Dr. Lambros presented “Unraveling the secrets of facial aging” at the American Society for Aesthetic Plastic Surgery’s The Aesthetic Meeting 2017 in San Diego, Calif.
For more than a decade, Dr. Lambros has collected and studied 3-dimensional facial images to better understand facial aging’s progression using a 3-dimensional camera system (Vectra, Canfield Scientific) to create facial aging progression averages. Dr. Lambros and coauthor Gideon Amos, PhD, an employee of Canfield Scientific and developer of the software, published a paper on the topic December 2016 in Plastic and Reconstructive Surgery.
Through animations of facial aging progressions, they found obvious changes, including the lid aperture becoming vertically and transversely smaller. The average lower lid, according to the paper, doesn’t fall with age; rather, it rises. There is a strong and common tendency for posterior movement of the columellar base. And, as lips thin, alar bases splay and elevate and the nasal tip droops. In essence, the entire lip appears to thin and move posteriorly, taking the nasal base along for the aging progression.

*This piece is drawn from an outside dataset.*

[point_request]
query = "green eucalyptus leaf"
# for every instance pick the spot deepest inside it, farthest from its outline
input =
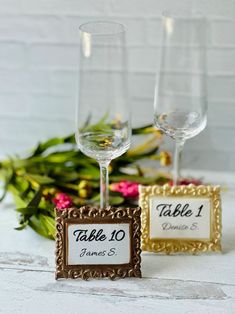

“Surgeons operate and think that the face ages by falling down, and [surgeons] pick it up,” Dr. Lambros says.
Dermatologists [and other cosmetic doctors] armed with fillers say that the face deflates and needs filling to be more youthful, he says.
While there is some truth in all of this thinking, what’s lacking is a more complete understanding of how the face actually ages, he says.
“Meetings should be about more than tips about how to do things. They should be to discuss basic precepts and truths about the face and body and move from that to therapy. If you didn't know how a watch worked, I wouldn't be confident in letting you try to fix it,” Dr. Lambros says.
Disclosure: Dr. Lambros reports no relevant disclosures.